The picnic lunch affords an opportunity for much thought and display in one's ability to prepare an appetizing cold meal. The fact that the food must be in such form that it may be easily carried limits the variety.

Sandwiches play the most important part on the picnic menu.

Everyone is hungry, and while fruit is refreshing and sweets are relished, after all it is the sandwich which makes the lunch, and there should be several varieties.

Bread is better which is a day old. The dark breads, such as graham, rye, Boston brown bread, and the various nut breads made with baking powder, all offer variety. Always cream butter well before putting upon the bread. It will spread evenly and there will be no waste. It is easier to spread butter on the bread before cutting each slice. But if the sandwiches are to be cut in various fancy shapes do not butter the bread until after it is cut, otherwise there will be a waste of butter.

Cut bread very thin and try to put the slices together in pairs if the filling is not added at once. If sandwiches are to be cut in various fancy shapes, do not butter the bread until after it has been cut or there will be a waste of butter. Wrap sandwiches in waxed paper or wring a napkin out of hot water and wrap around the prepared sandwiches; then pack in a box closely covered and keep in as cool a place as possible. If the crusts of bread are to be removed set aside and later dry them out in a moderate oven, roll and put in covered jars to be used for breading croquettes, fish, etc., or for scalloped dishes. To make rolled sandwiches remove all the crust from a fresh loaf of white bread and wrap the loaf in a damp cloth for several hours, keeping in a cool place.

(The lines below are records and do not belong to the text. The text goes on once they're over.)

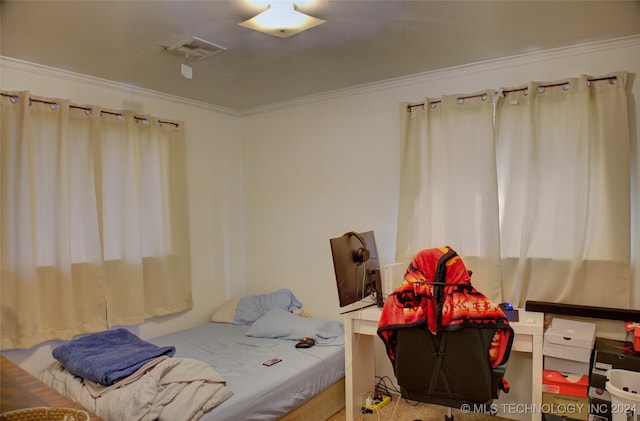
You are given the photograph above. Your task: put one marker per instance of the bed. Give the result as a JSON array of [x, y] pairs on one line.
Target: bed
[[307, 384]]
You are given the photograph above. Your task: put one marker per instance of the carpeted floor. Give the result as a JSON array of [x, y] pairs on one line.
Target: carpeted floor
[[403, 410]]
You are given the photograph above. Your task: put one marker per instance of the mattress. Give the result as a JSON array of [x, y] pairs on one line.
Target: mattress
[[259, 392]]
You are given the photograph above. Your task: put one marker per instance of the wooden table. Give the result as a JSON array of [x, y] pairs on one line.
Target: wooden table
[[19, 390]]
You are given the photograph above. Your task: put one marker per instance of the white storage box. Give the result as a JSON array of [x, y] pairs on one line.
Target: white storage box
[[569, 340]]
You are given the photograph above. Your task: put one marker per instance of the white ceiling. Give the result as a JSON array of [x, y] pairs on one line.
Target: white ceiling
[[363, 41]]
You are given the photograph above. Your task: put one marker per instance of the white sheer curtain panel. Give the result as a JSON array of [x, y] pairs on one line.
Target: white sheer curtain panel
[[448, 190], [93, 218], [564, 171]]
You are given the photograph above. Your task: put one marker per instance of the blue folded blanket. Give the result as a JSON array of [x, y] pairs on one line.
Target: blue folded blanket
[[107, 357]]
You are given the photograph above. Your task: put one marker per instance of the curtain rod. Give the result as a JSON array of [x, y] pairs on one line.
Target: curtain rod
[[437, 101], [78, 107]]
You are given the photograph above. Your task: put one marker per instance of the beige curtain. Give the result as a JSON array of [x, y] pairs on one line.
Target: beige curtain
[[94, 221], [542, 214], [448, 190], [564, 171]]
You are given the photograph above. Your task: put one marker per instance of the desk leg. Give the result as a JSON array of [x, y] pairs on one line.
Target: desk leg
[[536, 377], [359, 368]]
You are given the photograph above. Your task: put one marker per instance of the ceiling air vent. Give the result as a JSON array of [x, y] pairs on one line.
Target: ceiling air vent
[[197, 48]]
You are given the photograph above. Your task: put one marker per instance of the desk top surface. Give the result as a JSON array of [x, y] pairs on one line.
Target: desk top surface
[[530, 322], [19, 389]]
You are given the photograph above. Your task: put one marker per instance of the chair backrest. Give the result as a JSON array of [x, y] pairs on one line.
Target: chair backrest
[[450, 368]]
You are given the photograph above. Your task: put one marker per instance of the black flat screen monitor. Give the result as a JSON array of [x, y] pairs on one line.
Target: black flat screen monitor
[[357, 269]]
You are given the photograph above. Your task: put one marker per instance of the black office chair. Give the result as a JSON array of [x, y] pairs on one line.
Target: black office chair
[[450, 368]]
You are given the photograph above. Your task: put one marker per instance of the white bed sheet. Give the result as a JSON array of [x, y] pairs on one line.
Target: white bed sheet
[[260, 392]]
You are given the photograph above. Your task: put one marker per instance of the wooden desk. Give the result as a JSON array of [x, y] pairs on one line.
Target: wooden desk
[[360, 328], [19, 389]]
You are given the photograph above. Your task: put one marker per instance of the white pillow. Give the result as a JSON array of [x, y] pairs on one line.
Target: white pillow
[[226, 312]]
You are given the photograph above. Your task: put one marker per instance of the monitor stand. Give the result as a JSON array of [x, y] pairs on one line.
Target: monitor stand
[[359, 308]]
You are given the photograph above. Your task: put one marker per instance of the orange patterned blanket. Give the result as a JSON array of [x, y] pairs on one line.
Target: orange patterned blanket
[[437, 291]]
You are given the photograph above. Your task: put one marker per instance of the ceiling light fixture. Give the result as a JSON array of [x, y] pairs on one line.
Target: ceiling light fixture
[[281, 19]]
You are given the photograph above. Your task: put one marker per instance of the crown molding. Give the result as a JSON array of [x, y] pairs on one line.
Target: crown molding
[[420, 78], [38, 69], [463, 70]]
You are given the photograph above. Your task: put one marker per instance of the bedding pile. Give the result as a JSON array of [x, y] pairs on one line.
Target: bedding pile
[[118, 376]]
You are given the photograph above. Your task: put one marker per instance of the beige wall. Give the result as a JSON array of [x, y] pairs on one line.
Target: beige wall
[[330, 164], [268, 189]]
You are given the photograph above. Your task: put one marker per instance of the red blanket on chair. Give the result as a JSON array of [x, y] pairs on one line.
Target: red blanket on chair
[[442, 307]]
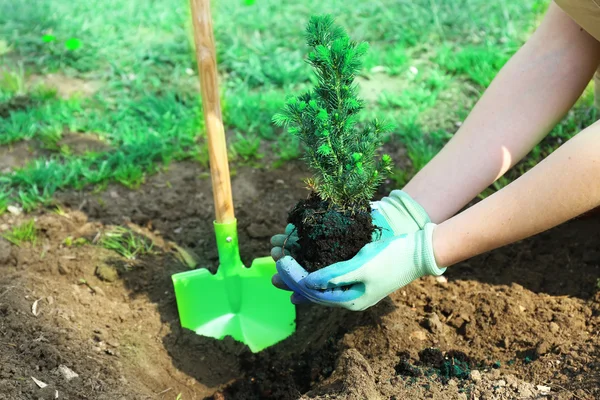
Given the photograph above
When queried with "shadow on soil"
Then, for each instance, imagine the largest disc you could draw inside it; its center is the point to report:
(178, 206)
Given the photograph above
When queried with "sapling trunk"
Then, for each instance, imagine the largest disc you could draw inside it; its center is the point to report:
(334, 223)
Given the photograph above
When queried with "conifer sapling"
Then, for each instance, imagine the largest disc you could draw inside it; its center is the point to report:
(334, 223)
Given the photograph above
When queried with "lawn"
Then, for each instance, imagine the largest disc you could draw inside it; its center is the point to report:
(102, 144)
(132, 75)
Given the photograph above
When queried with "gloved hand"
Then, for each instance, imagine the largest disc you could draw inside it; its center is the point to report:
(377, 270)
(374, 272)
(394, 215)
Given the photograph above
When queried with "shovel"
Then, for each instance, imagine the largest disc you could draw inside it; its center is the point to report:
(236, 301)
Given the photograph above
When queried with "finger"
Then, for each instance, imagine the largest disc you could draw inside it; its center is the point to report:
(321, 279)
(279, 283)
(277, 253)
(336, 297)
(299, 299)
(290, 229)
(291, 273)
(290, 241)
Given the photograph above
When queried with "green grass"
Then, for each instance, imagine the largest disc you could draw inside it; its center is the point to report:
(435, 58)
(126, 243)
(24, 233)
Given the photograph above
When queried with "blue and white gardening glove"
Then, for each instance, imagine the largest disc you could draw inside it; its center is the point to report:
(402, 255)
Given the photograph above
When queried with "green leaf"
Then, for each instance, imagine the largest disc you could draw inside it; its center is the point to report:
(72, 44)
(48, 38)
(324, 150)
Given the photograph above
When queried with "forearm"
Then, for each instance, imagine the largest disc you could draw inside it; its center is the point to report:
(528, 97)
(563, 186)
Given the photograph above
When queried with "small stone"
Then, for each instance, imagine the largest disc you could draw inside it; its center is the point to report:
(258, 231)
(475, 375)
(526, 390)
(419, 335)
(543, 389)
(542, 348)
(67, 372)
(97, 290)
(5, 251)
(99, 335)
(433, 323)
(511, 381)
(63, 269)
(14, 210)
(107, 273)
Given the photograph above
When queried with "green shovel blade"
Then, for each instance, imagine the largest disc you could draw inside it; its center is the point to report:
(237, 301)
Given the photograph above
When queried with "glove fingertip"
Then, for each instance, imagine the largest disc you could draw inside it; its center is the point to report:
(297, 299)
(279, 283)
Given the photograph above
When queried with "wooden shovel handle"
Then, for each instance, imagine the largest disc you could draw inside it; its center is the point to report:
(217, 148)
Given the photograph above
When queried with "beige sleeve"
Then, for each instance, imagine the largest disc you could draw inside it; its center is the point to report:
(586, 13)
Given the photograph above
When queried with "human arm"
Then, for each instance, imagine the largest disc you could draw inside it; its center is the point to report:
(531, 93)
(563, 186)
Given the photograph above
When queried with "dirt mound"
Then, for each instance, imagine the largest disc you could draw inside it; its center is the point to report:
(521, 322)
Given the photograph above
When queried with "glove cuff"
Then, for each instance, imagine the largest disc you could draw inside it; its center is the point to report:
(398, 208)
(430, 267)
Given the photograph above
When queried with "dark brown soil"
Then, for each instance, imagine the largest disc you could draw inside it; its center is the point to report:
(327, 235)
(506, 325)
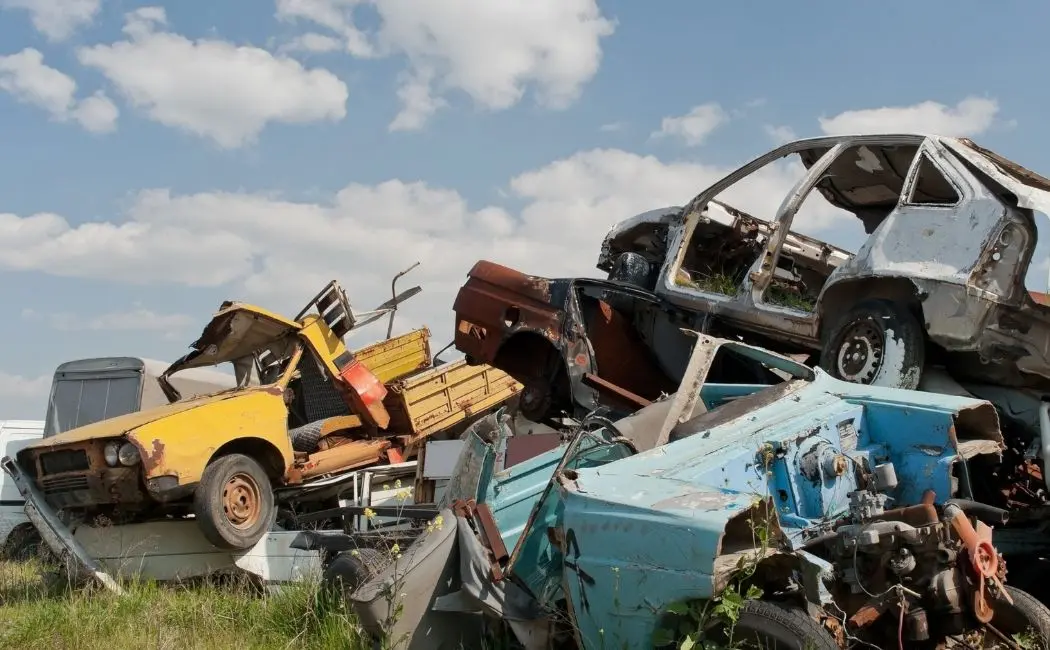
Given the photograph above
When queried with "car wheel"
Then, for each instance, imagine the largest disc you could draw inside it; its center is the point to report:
(233, 504)
(877, 342)
(765, 625)
(351, 569)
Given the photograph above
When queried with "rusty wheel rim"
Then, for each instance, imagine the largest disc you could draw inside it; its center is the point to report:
(861, 353)
(242, 501)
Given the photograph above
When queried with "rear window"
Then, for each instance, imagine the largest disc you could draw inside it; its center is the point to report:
(78, 402)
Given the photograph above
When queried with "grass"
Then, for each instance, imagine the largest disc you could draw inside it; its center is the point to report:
(34, 614)
(725, 285)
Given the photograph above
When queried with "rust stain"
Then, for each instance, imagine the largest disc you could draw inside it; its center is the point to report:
(152, 458)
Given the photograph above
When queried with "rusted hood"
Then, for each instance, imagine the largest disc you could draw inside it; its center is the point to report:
(122, 424)
(235, 331)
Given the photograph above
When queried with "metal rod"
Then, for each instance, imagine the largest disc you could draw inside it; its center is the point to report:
(390, 328)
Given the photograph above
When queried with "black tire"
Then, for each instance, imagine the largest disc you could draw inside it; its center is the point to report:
(1025, 617)
(769, 625)
(233, 504)
(305, 438)
(877, 342)
(348, 571)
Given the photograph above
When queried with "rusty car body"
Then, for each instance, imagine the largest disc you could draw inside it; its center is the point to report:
(578, 343)
(951, 233)
(837, 512)
(219, 455)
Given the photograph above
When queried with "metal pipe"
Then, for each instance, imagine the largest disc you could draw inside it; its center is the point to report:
(1045, 439)
(390, 327)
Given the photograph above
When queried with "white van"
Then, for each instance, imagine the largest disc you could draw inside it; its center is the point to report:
(14, 436)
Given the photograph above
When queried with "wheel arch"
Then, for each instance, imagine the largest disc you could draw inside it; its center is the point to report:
(841, 296)
(528, 355)
(261, 451)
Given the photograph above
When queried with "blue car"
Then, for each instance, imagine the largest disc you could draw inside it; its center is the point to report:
(809, 512)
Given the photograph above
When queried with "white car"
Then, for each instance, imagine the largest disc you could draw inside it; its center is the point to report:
(15, 526)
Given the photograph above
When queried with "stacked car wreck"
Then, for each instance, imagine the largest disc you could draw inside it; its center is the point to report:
(740, 435)
(935, 299)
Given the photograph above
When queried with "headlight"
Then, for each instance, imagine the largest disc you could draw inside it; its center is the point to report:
(128, 455)
(111, 453)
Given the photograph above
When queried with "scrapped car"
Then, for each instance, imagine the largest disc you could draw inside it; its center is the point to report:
(812, 514)
(578, 344)
(305, 406)
(951, 233)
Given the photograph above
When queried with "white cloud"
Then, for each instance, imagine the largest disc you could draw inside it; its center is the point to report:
(313, 42)
(23, 397)
(57, 19)
(780, 134)
(970, 117)
(335, 15)
(417, 101)
(277, 252)
(210, 87)
(135, 319)
(694, 126)
(130, 251)
(26, 78)
(494, 51)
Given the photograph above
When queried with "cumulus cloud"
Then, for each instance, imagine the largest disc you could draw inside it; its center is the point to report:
(970, 117)
(135, 319)
(276, 252)
(210, 87)
(780, 134)
(693, 127)
(23, 397)
(28, 80)
(57, 19)
(491, 51)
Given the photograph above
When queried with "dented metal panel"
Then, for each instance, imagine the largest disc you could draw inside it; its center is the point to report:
(442, 397)
(399, 356)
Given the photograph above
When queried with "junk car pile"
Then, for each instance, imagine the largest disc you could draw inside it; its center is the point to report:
(742, 436)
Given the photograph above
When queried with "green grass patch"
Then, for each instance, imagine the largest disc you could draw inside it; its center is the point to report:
(35, 613)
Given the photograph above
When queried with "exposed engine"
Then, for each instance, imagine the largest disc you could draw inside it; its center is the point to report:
(912, 574)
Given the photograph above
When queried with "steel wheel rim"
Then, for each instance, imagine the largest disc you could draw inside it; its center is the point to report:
(242, 501)
(861, 353)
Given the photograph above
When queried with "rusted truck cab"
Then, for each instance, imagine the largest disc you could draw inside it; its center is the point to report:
(576, 344)
(219, 455)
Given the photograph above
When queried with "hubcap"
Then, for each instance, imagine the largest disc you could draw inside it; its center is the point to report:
(861, 353)
(242, 501)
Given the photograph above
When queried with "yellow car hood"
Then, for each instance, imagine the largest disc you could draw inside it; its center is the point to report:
(125, 423)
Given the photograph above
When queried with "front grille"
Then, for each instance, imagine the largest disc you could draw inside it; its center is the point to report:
(64, 460)
(64, 484)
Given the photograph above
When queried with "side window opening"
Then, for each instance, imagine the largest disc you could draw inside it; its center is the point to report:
(931, 188)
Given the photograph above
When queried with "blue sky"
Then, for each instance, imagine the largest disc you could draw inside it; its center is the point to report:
(161, 158)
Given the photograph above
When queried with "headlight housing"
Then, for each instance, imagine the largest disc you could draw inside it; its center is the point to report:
(110, 453)
(128, 455)
(121, 453)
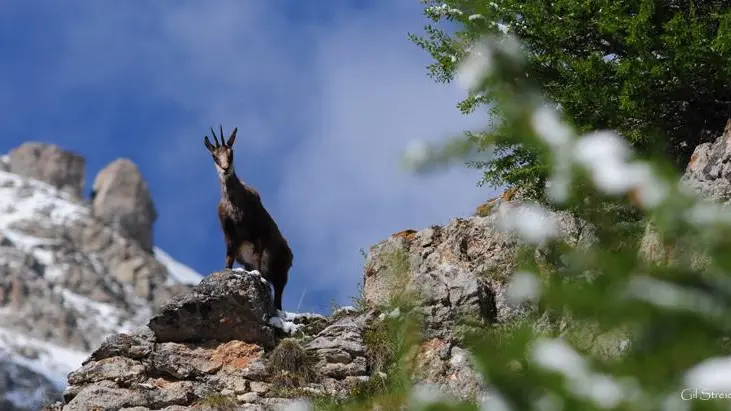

Cut in thin slices lengthwise, spread with creamed butter and whatever filling desired and roll as for a jelly roll, fastening together with a toothpick. If the loaf of bread is large, 1 slice will make 2 sandwich rolls. Wrap it in a waxed paper. If sliced, cooked meat is to be used as a filling, it should be very tender and be sliced as thin as possible, and then each slice of meat should be cut in several pieces. However, finely chopped meat is the best, put through a food chopper or chopped in a chopping bowl. All meat sandwich fillings should be well seasoned. For corned beef use prepared mustard; for roast beef, either Worcestershire sauce or horseradish; for tongue, a thick mayonnaise and finely chopped pickles; for mutton or lamb, add tomato catsup and chopped capers; for chopped ham, a thick mayonnaise well seasoned with mustard.

The different relishes make excellent seasoning for meat sandwiches. Picalilli, chow-chow, chopped olives, walnut catsup, etc., all add flavor and variety. For salad sandwiches make a very thick well-seasoned mayonnaise and have the salad ingredients cut fine. Lettuce should be very crisp and each leaf well dried before placing on the bread. Relishes such as olives, pickles, radishes, celery or salted nuts are very easy to carry. Sweets may be provided in cake, cookies, doughnuts or sweet sandwiches.

If the sandwiches are to be kept several hours before serving, wrap them in oiled paper, or wring a napkin as dry as possible out of hot water and wrap about the prepared sandwiches, keeping them as cool as possible.

Coffee is easily managed by using the powdered, prepared type which needs only hot water to make. Sugar and powdered or canned milk are easily carried. If lemonade is to be used, extract the lemon juice, make a syrup of sugar and water, allowing 1/4 cup of sugar for each lemon and enough hot water to dissolve it; boil 1 minute and add lemon juice, bottle. Add cold water when wanted. Never pack fish sandwiches near other food, and be sure each article of food is well wrapped or packed so that it will not come in contact with other foods. Much of the success of the picnic lunch depends upon the appearance of the food, so careful packing is a necessity.